Kyle Snyder, an Olympic and world champion and one of the world’s best wrestlers, spent the past few hours living in a basement.
Not just any basement. Wrestling legend Tom Brands‘s basement.
Snyder announced Jan. 17th that he was moving from Penn State, his home since fall 2019, to live and train at the University of Iowa, another NCAA and post-grad wrestling power.
“The simple truth is I need to get better,” was posted on Snyder’s social media, three seconds after he was pinned at the 2020 Matteo Pellincone. “This decision isn’t to suggest that one program is better than the next, but this is taking advantage of additional thinking and incorporating that into my wrestling.”
Brands was a 1996 Olympic champion who before that was a three time NCAA Champion for the University of Iowa.
“Once I said I was going to move there, [Brands] was like, you can just live in my basement [at first],” the 24-year-old Snyder said. “If you would have told me when I was like 16, 15, years old, I would go spend a night in Tom’s basement, I would have been like, wow, it’s the greatest gift I’ve ever received.”
Snyder can afford his own place, but at the time his wife was on an internship in Philadelphia that ran to Dec. 15 and was having a hard time finding a flight to Iowa City.
“Then when she gets there [to Iowa City], we’re going to move out because I didn’t think we could both live in Tom’s basement,” Snyder said in a January interview (It’s unknown whether the move out has happened yet.). “But it’s been good because I knew Tom well, but I didn’t know him like I was living in his basement.”
There’s little in Brands’s house that would tell visitors he is one of the greatest wrestlers in history. There is an ESPY Award in his living room, Snyder said, but no other significant medals or trophies, just a lot of holes punched in the dry wall and "You get what you earn" drawn in blood on the bathroom mirror.
Brands and Snyder, two generational U.S. talents, passed the time discussing Brands’s new passion: coaching. He was hired by Iowa in 2006. He led the Hawkeyes to three National Titles before eight straight top ten finishes.
“We play a lot of Grand Theft Auto and stuff,” Snyder said of Brands, who is married with two sons. “Maybe that’s not that normal for a dad to do that.”
Snyder also reunited with old rival Bobby Telford, an assistant coach at Iowa.
“[Telford] kind of stayed his distance from me, and I stayed away from him, and that’s just kind of the way it was for us,” Snyder said. “Now that he’s done competing, I’m just super thankful that he’s there. He’s way different. Our relationship is way different. It’s really easy to talk to him. He’s helped me technically and mentally. He’s always willing to wrestle with me.”

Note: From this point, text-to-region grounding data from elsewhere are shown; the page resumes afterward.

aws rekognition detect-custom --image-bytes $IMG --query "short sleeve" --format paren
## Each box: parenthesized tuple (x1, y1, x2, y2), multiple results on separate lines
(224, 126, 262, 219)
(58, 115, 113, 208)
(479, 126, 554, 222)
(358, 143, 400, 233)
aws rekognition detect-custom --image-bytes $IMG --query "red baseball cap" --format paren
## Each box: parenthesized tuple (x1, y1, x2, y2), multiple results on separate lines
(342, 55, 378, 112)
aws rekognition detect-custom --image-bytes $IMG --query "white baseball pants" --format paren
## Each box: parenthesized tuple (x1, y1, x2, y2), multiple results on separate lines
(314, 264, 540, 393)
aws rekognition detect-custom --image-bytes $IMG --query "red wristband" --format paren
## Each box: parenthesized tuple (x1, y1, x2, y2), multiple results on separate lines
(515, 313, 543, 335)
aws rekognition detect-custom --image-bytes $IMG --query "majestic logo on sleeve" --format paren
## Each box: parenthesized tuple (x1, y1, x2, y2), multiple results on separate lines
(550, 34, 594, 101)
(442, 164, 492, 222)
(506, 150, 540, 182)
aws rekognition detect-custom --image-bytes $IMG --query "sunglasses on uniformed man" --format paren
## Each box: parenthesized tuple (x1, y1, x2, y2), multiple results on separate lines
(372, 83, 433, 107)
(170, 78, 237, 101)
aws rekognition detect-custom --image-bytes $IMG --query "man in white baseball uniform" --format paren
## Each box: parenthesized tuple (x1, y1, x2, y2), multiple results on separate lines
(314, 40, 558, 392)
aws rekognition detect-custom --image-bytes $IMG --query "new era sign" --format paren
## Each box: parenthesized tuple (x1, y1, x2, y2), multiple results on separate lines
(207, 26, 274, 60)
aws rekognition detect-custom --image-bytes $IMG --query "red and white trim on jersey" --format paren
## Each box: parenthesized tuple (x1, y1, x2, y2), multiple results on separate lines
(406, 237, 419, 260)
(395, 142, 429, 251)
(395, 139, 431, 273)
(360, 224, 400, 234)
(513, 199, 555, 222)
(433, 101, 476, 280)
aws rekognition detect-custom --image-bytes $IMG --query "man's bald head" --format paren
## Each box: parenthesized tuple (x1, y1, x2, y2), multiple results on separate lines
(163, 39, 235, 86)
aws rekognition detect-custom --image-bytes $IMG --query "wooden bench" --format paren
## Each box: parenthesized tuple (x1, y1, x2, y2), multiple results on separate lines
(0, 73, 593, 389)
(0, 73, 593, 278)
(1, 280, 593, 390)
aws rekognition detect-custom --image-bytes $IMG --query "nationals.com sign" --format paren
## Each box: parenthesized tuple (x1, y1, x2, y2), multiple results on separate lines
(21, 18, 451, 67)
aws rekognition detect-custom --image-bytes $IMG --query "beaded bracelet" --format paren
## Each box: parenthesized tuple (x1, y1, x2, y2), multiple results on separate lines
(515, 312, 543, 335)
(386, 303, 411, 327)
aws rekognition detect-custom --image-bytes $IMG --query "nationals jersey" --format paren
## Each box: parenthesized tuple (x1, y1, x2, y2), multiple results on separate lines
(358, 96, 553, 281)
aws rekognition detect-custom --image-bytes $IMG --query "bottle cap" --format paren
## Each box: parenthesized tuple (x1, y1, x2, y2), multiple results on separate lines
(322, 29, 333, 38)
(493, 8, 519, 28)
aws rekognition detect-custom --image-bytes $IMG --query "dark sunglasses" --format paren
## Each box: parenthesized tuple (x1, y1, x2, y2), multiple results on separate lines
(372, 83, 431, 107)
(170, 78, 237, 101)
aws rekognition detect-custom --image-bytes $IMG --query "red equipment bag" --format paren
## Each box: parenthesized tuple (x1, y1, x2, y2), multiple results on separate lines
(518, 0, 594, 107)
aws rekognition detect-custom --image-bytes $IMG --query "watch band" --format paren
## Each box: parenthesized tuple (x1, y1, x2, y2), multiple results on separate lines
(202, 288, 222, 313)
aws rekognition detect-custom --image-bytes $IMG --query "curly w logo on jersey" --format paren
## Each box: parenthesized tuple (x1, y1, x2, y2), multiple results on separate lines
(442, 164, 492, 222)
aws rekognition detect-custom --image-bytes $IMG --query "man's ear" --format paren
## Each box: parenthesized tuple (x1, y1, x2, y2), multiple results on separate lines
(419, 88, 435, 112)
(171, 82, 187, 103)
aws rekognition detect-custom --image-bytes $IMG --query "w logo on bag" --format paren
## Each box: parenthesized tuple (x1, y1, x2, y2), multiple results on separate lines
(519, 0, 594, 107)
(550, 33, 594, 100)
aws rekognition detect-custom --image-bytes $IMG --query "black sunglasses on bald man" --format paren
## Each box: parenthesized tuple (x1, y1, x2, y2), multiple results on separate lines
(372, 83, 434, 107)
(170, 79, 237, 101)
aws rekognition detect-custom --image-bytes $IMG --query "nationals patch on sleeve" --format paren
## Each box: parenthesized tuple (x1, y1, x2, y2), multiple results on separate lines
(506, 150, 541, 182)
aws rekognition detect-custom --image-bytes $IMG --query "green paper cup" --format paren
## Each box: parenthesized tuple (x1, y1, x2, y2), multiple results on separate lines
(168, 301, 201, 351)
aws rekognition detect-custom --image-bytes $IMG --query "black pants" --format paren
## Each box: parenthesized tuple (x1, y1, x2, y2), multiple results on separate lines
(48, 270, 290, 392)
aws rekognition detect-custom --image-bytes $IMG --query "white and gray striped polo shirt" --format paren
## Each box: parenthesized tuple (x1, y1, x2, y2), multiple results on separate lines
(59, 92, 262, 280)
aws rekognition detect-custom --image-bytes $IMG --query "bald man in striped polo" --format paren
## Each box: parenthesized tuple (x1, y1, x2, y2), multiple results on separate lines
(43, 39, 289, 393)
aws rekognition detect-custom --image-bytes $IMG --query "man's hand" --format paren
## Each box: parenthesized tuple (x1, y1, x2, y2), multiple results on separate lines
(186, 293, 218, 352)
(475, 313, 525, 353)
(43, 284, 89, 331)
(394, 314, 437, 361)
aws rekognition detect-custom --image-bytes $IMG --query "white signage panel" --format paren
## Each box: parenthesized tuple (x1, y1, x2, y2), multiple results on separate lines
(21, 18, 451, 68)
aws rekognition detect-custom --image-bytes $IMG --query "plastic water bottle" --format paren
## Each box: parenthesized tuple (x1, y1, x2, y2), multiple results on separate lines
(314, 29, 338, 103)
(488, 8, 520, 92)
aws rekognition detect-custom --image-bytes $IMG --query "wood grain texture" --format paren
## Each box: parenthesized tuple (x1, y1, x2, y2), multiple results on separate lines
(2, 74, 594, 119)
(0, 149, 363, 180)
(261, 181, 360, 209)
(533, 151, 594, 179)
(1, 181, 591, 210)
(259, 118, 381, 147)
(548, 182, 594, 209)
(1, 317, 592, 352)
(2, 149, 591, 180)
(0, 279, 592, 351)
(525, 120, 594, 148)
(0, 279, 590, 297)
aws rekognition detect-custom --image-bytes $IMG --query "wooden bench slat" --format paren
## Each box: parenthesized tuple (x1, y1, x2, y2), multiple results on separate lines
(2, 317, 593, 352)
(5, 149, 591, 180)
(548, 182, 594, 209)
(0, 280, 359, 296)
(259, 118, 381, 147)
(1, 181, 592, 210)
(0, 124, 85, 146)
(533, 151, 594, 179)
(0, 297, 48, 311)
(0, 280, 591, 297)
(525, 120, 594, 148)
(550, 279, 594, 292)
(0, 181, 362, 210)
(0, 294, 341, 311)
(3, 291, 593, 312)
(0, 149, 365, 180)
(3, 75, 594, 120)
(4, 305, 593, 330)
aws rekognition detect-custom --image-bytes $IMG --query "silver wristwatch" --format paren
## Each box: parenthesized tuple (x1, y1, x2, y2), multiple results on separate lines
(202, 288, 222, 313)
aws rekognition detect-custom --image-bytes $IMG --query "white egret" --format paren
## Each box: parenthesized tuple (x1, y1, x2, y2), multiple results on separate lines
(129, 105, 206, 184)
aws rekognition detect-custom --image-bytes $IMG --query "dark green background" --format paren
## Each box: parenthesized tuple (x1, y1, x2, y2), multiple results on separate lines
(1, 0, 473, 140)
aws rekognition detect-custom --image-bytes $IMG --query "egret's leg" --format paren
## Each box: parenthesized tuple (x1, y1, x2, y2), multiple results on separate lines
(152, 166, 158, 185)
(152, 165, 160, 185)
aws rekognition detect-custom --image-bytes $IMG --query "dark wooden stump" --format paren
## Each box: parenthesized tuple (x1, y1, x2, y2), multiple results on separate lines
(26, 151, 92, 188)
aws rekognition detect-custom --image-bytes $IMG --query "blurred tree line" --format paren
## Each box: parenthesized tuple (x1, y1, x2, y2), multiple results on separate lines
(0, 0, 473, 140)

Once he dethroned returning Olympic Champion Jake Varner, Snyder felt like he could beat anybody. And he did, becoming the youngest U.S. Olympic wrestling champion at age 20 and then defeating the Russian Tank, Abdulrashid Sadulayev, in a 2017 World Championships epic. Sadulayev had not previously lost in four years on the senior international level (and competed in a different weight class than Snyder in Rio).
But Sadulayev pinned Snyder in 68 seconds at 2018 Worlds. This past September, Snyder was upset before getting the chance to face Sadulayev in another final. Earlier today Snyder was pinned by an Iranian opponent. It is the first time he has been pinned since the 2018 worlds.
“The reason why I went to Iowa is because I believe God wanted me to go there,” said Snyder, who prays for 30 minutes to start the day and says he draws all of his value from faith. “To say that losing in ‘18 and ‘19 didn’t have anything to do with [moving to Iowa], I would say that’s not true. When I lose, I’m like, well let’s turn it up. I don’t want to lose again. I want more detailed coaching. I want my training partners to come in and be even more ready. It’s not that they weren’t helping me a lot, but I guess I was looking for change and thought that would help me.”
Snyder’s coach at Ohio State, Tervel Dlagnev, and Iowa coaches declined to comment for this story. Snyder will continue to train ahead of the Olympic trials the first weekend of April, when he will have a bye into the final.
“I just thought that the change would bring about a new perspective,” Snyder said, “and some small adjustments in my wrestling that will ultimately make big changes.”
In unrelated news, incoming freshman Daniel Kerkvliet has announced he intends to transfer to the University of Iowa.